Three interesting hands from the 10:00 am session at the San Diego Sectional, August 18, 2018.
Hand #12 was a discarding issue. You hold: ♠QJ84 ♥Q54 ♦10754 ♣95. LHO opens 1♥. Partner passes. RHO bids 1♠. You pass. 2♣ on your left. Pass. 3NT on your right. You lead the ♦4 and Dummy produces: ♠105 ♥AK1083 ♦9 ♣AQJ106. Partner plays King and Declarer takes Ace. Then Declarer plays club to the Queen, the ♣A, and returns a club to the King. Partner plays the 4 then the ♣3 and then discards the ♦2. On the third round of clubs, you discard a heart. Why? Declarer is known to have four spades, so you must keep parity with his spades. Partner is known to have three spades and two clubs. Partner is likely to be 4-4 in the red suits, so Declarer is likely to have a singleton heart. Partner will have ♥Jxxx, so you can safety unguard your ♥Q. Plus, partner's discard of the ♦2 should be current count, indicating that he started with four diamonds, again marking Declarer with a 4-1-4-4 hand.

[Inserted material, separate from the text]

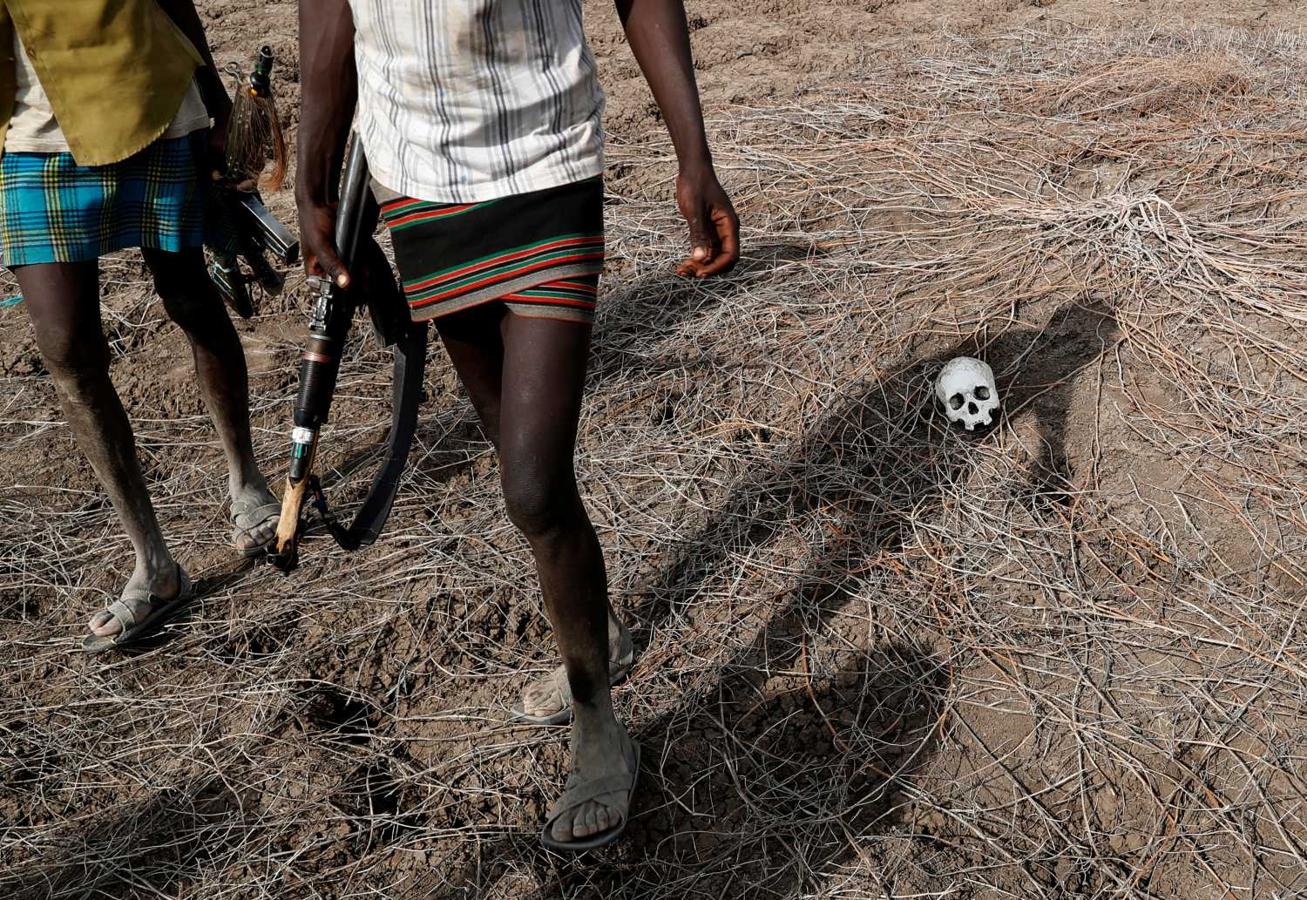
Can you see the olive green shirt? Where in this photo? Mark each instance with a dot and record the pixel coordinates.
(114, 71)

Hand #20 was torturous for both Declarer and defenders. You held ♠Q9632 ♥10753 ♦J62 ♣9 and RHO opened 1♠. (You and partner pass throughout.) LHO bid 1NT (Forcing). RHO bid three diamonds. LHO bid 3♥ and RHO bid 3NT. You partner led, of course, the ♣6. Dummy had: ♠KJ754 ♥A ♦AQ106 ♣KJ5. Declarer thought for quite awhile and finally called for the Jack from Dummy which won. Declarer then cashed the ♥A and partner showed three hearts with her count card. [When Dummy or Declarer initiates a suit, if you are not winning the trick, you are giving count!] Declarer then led a low spade from Dummy. You ducked and Declarer played the ♠10 while your partner won the Ace. Partner played the ♣A. Declarer thought a long time and finally played low from Dummy as you discarded a discouraging diamond. Partner now played the ♣4 and you discarded a low spade. Declarer played the ♦A and the ♦Q, smothering your Jack. Declarer played the 4 and then the ♦8. Partner thought awhile and took the ♦K and returned the ♦9 to the 10 on dummy. COUNT! Partner has shown five clubs (leading 6 and then playing 4). She gave you a count of three hearts. She could not find another spade to lead when you are marked with spades behind Dummy. She must have started with four diamonds, which means Declarer began with only two diamonds. Partner is locking Declarer in Dummy so that he cannot reach the good hearts in his hand. Forget about keeping parity with Declarer's hearts. Your ONLY task is to retain the Queen and the ♠9 over Dummy's ♠J7 in order to defeat the contract.
Hand #6 was a Declarer play challenge. You hold ♠AKQ104 ♥QJ9 ♦62 ♣Q103 and open 1♠ (after RHO passes as Dealer). LHO passes and partner bids 1NT (forcing). You bid 2♣ and partner bids 3♠—showing a limit raise (8 losers) with 3 trumps. You bid 4♠. The lead is the ♥8 and Dummy surfaces with ♠J95 ♥A6532 ♦J954 ♣A. The heart lead is good news/bad news. If that is top of a doubleton, you are home free even if you lose to the King of your right, because you can pull trumps, unblock the hearts, and discard minor-suit losers on the good hearts. These opponents lead third-best, so the lead could be from ♥K108 with RHO having a doubleton, or from ♥K1087, with RHO having a singleton. If RHO has a doubleton, you are still home free. If RHO has a singleton, things are dire. For that matter, if LHO has a singleton, things are dire. So, you duck the heart in Dummy as your best chance. The ♥4 shows up on your right and you win with your ♥9. If hearts are 3-2, you are still safe, but in case they are 4-1, you must start cutting communication between the two opponents, so that RHO [hopefully] cannot get two heart ruffs. So, you play a club to Dummy's singleton Ace and play a low diamond from Dummy. Diamonds is their communication suit for giving each other heart ruffs, so you want to eliminate them as quickly as possible. RHO plays the Queen (obviously splitting from KQx; you duck; LHO thinks a bit and overtakes with the ♦A and plays the ♥7. You duck and RHO ruffs as you were afraid he would. However, you are still alive as RHO has the other high diamond. He proceeds to cash the ♦K—not the best defense. His best defense would be to play a spade, eliminating ruffs in Dummy. You could ruff one club, but then would have to play another diamond, which he could take. A second round of spades from RHO and you are left with a club loser. He did play a spade AFTER cashing the ♦K, but I simply took that in my hand, ruffed one club on Dummy, cashed the ♦J for a club discard, and pulled trumps.